Ce vide entre ces deux parties me semble être un des moments les plus intenses du Voyage d'Hiver. C'est le moment où l'angoisse est telle que le sujet ne peut plus dérouler sa pensée. Plus que l'emploi d'une contre note aiguë, c'est ce silence, ce barrage dirait-on en psychiatrie qui est employé pour exprimer l'angoisse terrible du voyageur, angoisse immense qui ne trouve plus de support dans la rhétorique musicale et littéraire usuelle.

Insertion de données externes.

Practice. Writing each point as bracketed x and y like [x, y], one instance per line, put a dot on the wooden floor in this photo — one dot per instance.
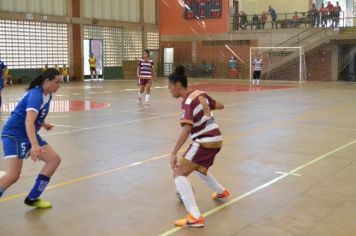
[288, 159]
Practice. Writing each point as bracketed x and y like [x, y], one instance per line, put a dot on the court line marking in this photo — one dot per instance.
[67, 126]
[285, 173]
[82, 178]
[265, 185]
[109, 125]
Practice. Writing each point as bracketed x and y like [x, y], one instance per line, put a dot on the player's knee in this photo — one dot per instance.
[55, 160]
[12, 177]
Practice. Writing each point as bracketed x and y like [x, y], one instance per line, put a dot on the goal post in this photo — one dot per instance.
[280, 63]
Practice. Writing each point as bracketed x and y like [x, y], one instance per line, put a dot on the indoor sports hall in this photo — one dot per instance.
[285, 72]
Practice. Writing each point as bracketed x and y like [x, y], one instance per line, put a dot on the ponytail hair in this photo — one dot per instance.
[179, 76]
[49, 74]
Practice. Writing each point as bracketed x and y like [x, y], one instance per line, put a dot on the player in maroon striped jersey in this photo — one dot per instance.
[144, 76]
[197, 120]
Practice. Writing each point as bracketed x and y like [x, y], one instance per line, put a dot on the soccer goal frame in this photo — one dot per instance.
[301, 55]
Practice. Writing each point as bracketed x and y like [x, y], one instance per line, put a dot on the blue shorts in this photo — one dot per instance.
[18, 146]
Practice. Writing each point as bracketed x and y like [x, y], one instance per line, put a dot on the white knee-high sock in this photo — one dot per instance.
[211, 182]
[186, 192]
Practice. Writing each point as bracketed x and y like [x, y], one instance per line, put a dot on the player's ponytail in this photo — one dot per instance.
[179, 76]
[50, 74]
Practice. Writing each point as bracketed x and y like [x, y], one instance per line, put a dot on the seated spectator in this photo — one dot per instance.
[295, 20]
[324, 15]
[255, 22]
[45, 67]
[263, 19]
[7, 76]
[65, 73]
[243, 20]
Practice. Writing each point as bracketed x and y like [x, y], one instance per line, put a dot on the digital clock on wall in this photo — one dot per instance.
[196, 9]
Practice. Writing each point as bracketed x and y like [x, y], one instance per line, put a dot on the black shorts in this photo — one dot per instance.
[256, 74]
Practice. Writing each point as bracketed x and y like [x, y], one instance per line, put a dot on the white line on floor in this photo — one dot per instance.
[285, 173]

— Si ta démonstration est très bien appuyée, ces aspects apparaissent-ils pour autant de manière évidente dans Voyage d'Hiver ?
— Non, même si le voyageur dit qu'il exprime sa souffrance, l'expression de sa souffrance est bien moins exubérante que dans l'opéra en général où un chanteur hurle qu'il souffre pendant un acte et une chanteuse met vingt minutes à mourir…
Comme je le disais au début, le Voyage d'Hiver est une page blanche où l'on projette ce que l'on est, et aussi une œuvre qui comporte des zones d'ombres. Pour moi, c'est une sorte de monochrome presque blanc où tout apparaît en négatif ou en contrepoint et sur lequel l'interprète et l'auditeur continuent à créer. Pour ma part, j'ai juste proposé une interprétation (une de plus!), pas une vérité ni médicale ni musicale.

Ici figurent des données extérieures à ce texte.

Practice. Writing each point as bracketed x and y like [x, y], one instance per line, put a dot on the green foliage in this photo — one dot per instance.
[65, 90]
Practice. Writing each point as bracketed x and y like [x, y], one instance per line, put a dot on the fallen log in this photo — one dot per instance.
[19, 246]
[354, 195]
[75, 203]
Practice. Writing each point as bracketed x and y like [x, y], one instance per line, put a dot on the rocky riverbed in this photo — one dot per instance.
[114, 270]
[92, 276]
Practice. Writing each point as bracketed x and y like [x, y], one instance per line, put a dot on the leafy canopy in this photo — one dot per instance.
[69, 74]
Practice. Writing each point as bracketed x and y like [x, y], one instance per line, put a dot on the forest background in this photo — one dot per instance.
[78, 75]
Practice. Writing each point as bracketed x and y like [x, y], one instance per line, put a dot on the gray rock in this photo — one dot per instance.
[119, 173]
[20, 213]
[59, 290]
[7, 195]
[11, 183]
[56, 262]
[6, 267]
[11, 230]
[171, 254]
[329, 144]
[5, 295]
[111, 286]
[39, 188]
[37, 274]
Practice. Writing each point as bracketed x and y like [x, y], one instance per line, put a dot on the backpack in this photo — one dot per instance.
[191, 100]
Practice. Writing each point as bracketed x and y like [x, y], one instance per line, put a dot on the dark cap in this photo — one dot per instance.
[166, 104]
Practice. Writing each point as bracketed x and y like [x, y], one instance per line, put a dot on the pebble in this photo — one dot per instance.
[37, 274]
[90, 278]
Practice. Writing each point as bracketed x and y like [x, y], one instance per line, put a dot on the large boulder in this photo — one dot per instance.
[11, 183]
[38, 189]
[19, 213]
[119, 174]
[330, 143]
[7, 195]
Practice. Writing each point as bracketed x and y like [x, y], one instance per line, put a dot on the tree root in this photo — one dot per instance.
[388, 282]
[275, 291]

Voyage d'Hiver est-il l'incarnation musicale de la mélancolie et de la dépression, comme on le dit si souvent ?
— L'hiver se situe-t-il à la fin de la vie ou se pose-t-il comme le maillon d'une circularité, une étape avant le renouveau ? Le voyageur n'est selon moi pas mélancolique au sens psychiatrique du terme : s'il connaît des souffrances, il révèle aussi une charge vitale et des soubresauts de vie. Ce mélange de fougue et de moments noirs me semble plutôt typique de l'état que l'on peut connaître à l'adolescence.
À la fin du Voyage d'hiver, que se passe-t-il? Le voyageur meurt-il, devient-il fou, trouve-t-il dans le joueur de vielle à roue le dépositaire de sa souffrance, est-ce le sujet lui-même ? On n'en sait rien : Voyage d'Hiver reste ouvert à toutes les interprétations...»


Yoshi Oïda, metteur en scène, et Takenori Nemoto, directeur musical, vous proposent leur interprétation du Voyage d'Hiver pour huit instrumentistes et trois chanteurs à l'Athénée : dernière représentation ce soir !


De mon côté, je prends une semaine de vacances. Rendez-vous lundi 27 février !




Sur le fleuve
Toi qui si gaiement murmurait,
Toi, fleuve clair et sauvage,
Comme tu es devenu calme,
Tu pars sans adieux.

D'une croûte plus dure, plus raide
Tu t'es recouvert
Tu es froid et immobile
Enfoncé dans le sable.

A ta surface je grave
Avec une pierre acérée
Le nom de ma bien-aimée,
Et l'heure et le jour:

Le jour de la première rencontre,
Le jour de mon départ;
Autour du nom et des chiffres
Se mêle un anneau anneau brisé.

Mon cœur, en ce fleuve
Reconnais-tu ton image?
Sous sa croûte
S'enfle t-il aussi tumultueusement?




Sur le fleuve in Voyage d'Hiver, texte de Wilhelm Müller et musique de Schubert.
Traduction par Pierre Mathé disponible sur Recmusic, publiée avec son aimable autorisation.